In a proof of stake system, the validators (people whose role is, as their name suggests, to validate the operations and ensure that there is no erroneous information) compete to validate the new blocks by staking part of their possession in crypto-currencies.
In a proof of work system, it is up to the miners to validate the blocks by answering extremely complex equations – so complex that they will require a high hashrate so that they can be solved. We must add to this one of the particularities of bitcoin: a new block always takes 10 minutes to be mined. The difficulty of the calculations therefore adapts to the number of miners on the network, so that this time is respected.
During the first years of bitcoin’s existence, there were few active miners on the blockchain: the competition was therefore not very strong, and the hashrate was quite low. But with the increase in the popularity of bitcoins, more and more miners have been added to the blockchain, increasing the computing power available, and therefore the difficulty of the calculations.
But the opposite is also possible: in June 2021, when mining was banned in China, we saw an impressive drop in available computing power, as the country accounted for almost half of the world’s hashrate. For a while, it was (a little) easier to mine bitcoin, before the difficulty adjusted. Since then, the hashrate has returned to its pre-ban level, and even surpassed it. Chinese miners have partly settled in neighboring Kazakhstan, or have set up clandestine mining networks.
The hashrate is, finally, an indicator of the health of a blockchain: a large number of miners on a network indicates that many people place their trust in the project.
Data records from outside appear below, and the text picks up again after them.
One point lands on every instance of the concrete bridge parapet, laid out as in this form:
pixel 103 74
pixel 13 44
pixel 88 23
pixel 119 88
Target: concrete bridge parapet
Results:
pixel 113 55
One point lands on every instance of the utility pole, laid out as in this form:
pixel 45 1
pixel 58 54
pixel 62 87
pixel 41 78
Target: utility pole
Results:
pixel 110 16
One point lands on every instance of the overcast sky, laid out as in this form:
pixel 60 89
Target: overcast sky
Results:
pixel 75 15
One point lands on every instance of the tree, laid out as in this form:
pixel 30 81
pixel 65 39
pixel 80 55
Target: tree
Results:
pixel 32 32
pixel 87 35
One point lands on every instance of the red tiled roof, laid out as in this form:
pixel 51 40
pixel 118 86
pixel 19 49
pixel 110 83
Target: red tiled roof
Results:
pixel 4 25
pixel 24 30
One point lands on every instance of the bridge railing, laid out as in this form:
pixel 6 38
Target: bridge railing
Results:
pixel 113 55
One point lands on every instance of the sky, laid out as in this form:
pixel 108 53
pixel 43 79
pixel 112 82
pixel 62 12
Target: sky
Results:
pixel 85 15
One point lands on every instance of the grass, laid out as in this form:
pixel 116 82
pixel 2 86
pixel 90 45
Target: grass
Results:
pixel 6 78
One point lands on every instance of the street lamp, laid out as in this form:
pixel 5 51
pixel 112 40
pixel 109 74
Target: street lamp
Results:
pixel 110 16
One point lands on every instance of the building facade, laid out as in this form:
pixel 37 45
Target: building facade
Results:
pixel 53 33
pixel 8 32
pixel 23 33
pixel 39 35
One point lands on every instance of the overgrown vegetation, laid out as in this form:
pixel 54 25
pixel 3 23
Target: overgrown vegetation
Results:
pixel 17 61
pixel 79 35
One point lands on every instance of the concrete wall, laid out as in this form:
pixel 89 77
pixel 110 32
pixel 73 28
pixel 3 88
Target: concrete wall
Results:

Above all, the harder the calculations, the more secure the information. Like noted it crypto-currency expert Jameson Lopp at the start of 2022, for a hacker to be able to attack and manipulate the bitcoin blockchain today, even with access to all the global hashrate, it would take more than 2 years of calculations to be able to rewrite the chain.
However, the hashrate remains an indicator to be taken with hindsight: it is thus not representative of the price of cryptos. For example, bitcoin has been in a steep decline in value for months, which is not reflected in the hashrate. Global computing power is also sensitive to factors outside of bitcoin, whether political decisions (like that of China), but also the price of electricity. If the latter increases to the point where it is no longer profitable for miners to continue their activity, the hashrate will drop. This is what happened in November 2020 in the Sichuan region of China, when the end of the rainy season marked the end of inexpensive electricity for mining farms in the region, who had therefore preferred to cease their activity.